Zim to establish bond market

via Zim to establish bond market – DailyNews Live 7 August 2015 by John Kachembere

HARARE – Reserve Bank of Zimbabwe (RBZ) governor John Mangudya says the country is ready to establish a bond market.

“The bond market would be an avenue for the intermediation process through the mobilisation of long-term savings and channelling them to the needy productive sectors of the economy,” he said in his mid-term monetary policy statement on Wednesday.

Mangudya noted that a vibrant and liquid bond market will also facilitate the development and deepening of the domestic financial system.

“Liquidity is critical in the secondary bond market to allow investors to move in and out of their positions without challenges. Once affordable funding has been availed to the productive sectors of the economy, the Reserve Bank expects improvement in capacity utilisation and an increase in exports — a major source of the much needed liquidity,” he added.

This comes as the Zimbabwe Stock Exchange last year indicated that it was working on establishing a bond market in the country.

A bond market involves the issuance and trading of debt securities in a financial market where participants can issue new debt, known as the primary market, or buy and sell debt securities as the secondary market.

This is usually in the form of bonds but it may include notes and bills with the primary goal to provide a mechanism for long-term funding of public and private expenditures.

In mature markets the bond market plays a critical role in the mobilisation of long-term financing for government, quasi-government and the private sector needs.

Market experts say in the wake of serious liquidity constraints facing the productive sectors of the economy due to the short-term nature of bank loans, the bond market can play a significant role in availing long-term for development of the economy.

“Due to high levels of nonperforming loans, banks have increasingly reduced their lending to the productive sectors with most of them focusing on individual salary-based consumptive lending.
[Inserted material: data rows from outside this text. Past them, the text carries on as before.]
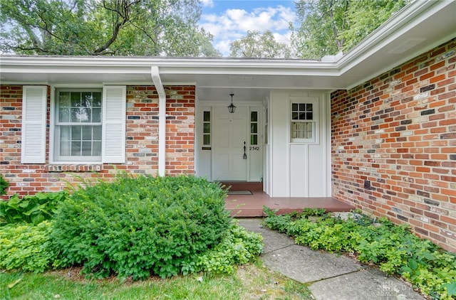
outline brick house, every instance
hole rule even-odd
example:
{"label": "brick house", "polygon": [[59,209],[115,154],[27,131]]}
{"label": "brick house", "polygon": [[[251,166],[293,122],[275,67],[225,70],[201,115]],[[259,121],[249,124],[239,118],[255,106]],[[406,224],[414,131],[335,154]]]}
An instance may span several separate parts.
{"label": "brick house", "polygon": [[261,181],[455,252],[455,65],[446,1],[412,2],[314,61],[4,55],[0,171],[9,195],[116,170]]}

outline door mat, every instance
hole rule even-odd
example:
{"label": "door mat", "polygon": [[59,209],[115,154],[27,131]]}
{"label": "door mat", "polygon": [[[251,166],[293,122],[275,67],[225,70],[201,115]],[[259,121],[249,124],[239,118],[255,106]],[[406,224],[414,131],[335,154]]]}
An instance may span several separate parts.
{"label": "door mat", "polygon": [[228,191],[228,195],[253,195],[250,191]]}

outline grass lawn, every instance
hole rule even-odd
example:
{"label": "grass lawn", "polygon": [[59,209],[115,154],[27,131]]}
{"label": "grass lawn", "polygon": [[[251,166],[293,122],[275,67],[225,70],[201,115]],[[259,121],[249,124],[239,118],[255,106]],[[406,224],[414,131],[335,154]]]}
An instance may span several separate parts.
{"label": "grass lawn", "polygon": [[1,299],[312,299],[307,287],[268,270],[261,262],[227,276],[190,275],[120,283],[89,280],[78,269],[35,274],[0,274]]}

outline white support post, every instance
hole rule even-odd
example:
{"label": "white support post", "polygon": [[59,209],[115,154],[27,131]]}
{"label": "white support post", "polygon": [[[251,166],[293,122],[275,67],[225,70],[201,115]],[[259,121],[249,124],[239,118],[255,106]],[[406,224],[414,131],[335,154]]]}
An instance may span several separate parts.
{"label": "white support post", "polygon": [[158,176],[164,176],[166,170],[166,93],[158,67],[150,67],[150,75],[158,93]]}

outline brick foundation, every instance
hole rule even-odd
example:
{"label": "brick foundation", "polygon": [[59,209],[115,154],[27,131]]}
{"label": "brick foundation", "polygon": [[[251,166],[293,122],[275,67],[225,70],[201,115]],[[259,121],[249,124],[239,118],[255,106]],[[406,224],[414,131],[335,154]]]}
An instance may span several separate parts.
{"label": "brick foundation", "polygon": [[[14,193],[60,191],[67,183],[77,182],[77,177],[110,180],[116,168],[131,173],[157,173],[158,95],[155,87],[127,87],[126,162],[119,164],[50,164],[48,129],[46,164],[21,164],[22,86],[2,85],[1,89],[0,172],[10,183],[4,198]],[[193,174],[195,89],[194,86],[167,86],[165,89],[168,114],[166,173]],[[50,99],[48,125],[49,110]]]}
{"label": "brick foundation", "polygon": [[333,196],[456,252],[456,40],[331,95]]}

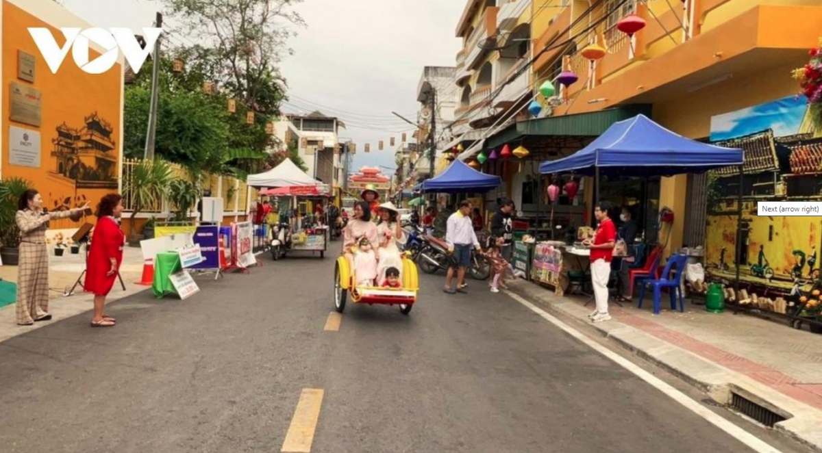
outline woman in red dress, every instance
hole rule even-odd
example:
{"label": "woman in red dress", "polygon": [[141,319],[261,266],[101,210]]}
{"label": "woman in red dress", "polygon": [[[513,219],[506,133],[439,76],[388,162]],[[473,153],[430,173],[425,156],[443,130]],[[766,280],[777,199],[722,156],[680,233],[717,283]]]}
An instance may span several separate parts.
{"label": "woman in red dress", "polygon": [[114,286],[118,270],[122,263],[122,247],[126,236],[118,219],[122,213],[122,197],[109,194],[97,205],[97,225],[91,238],[91,249],[85,263],[86,292],[95,295],[95,314],[91,327],[110,327],[114,318],[103,313],[105,297]]}

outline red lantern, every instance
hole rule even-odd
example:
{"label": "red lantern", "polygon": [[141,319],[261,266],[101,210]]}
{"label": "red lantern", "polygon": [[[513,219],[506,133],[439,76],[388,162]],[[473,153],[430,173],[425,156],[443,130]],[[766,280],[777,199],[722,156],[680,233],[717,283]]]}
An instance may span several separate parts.
{"label": "red lantern", "polygon": [[570,180],[566,183],[563,189],[565,189],[568,196],[570,197],[571,199],[574,199],[574,197],[576,196],[576,193],[580,190],[580,183],[574,180]]}
{"label": "red lantern", "polygon": [[645,28],[645,25],[644,19],[635,14],[631,14],[625,16],[619,21],[619,23],[616,24],[616,30],[621,31],[628,36],[633,36],[635,33]]}
{"label": "red lantern", "polygon": [[511,149],[510,146],[508,146],[507,143],[506,144],[505,146],[502,147],[502,151],[500,152],[500,157],[504,159],[510,158]]}
{"label": "red lantern", "polygon": [[548,186],[548,199],[551,200],[551,203],[554,203],[555,201],[556,201],[556,199],[557,197],[559,197],[559,195],[560,195],[560,186],[556,185],[554,183],[551,183],[551,185]]}

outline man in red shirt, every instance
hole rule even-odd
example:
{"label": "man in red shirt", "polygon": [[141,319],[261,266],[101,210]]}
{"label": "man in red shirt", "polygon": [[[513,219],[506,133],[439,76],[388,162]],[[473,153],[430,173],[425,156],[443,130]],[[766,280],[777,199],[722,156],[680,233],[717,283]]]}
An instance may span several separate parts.
{"label": "man in red shirt", "polygon": [[593,240],[587,239],[583,245],[591,249],[591,283],[593,286],[593,298],[597,301],[597,309],[589,317],[593,323],[609,321],[608,314],[608,279],[611,277],[611,257],[616,243],[616,226],[608,213],[613,205],[601,201],[593,208],[593,217],[599,222]]}

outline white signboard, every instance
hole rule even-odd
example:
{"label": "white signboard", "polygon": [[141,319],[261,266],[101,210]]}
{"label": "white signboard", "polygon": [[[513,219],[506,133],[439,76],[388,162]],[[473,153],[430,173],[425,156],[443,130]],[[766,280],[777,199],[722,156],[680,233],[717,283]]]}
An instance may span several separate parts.
{"label": "white signboard", "polygon": [[254,227],[251,222],[241,222],[237,226],[237,264],[247,268],[256,264],[256,259],[252,251],[254,240]]}
{"label": "white signboard", "polygon": [[176,251],[180,255],[180,264],[183,269],[199,264],[206,259],[203,258],[202,250],[200,249],[199,244],[182,247],[178,249]]}
{"label": "white signboard", "polygon": [[8,162],[22,167],[40,167],[40,133],[10,126],[8,128]]}
{"label": "white signboard", "polygon": [[171,281],[171,284],[177,290],[177,294],[180,295],[180,299],[182,300],[200,291],[200,287],[197,286],[196,282],[192,278],[188,271],[171,274],[169,276],[169,280]]}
It is against this background that the bond market has a major role to play to fill the financing gap,” said Mangudya.

The major participants in the bond market include local institutional investors such as pension funds and insurance companies, and foreign investors.

The productive sectors of the economy require long-term funding to replace antiquated and obsolete machinery and employ modern cost-effective production techniques that enhance production and product competitiveness.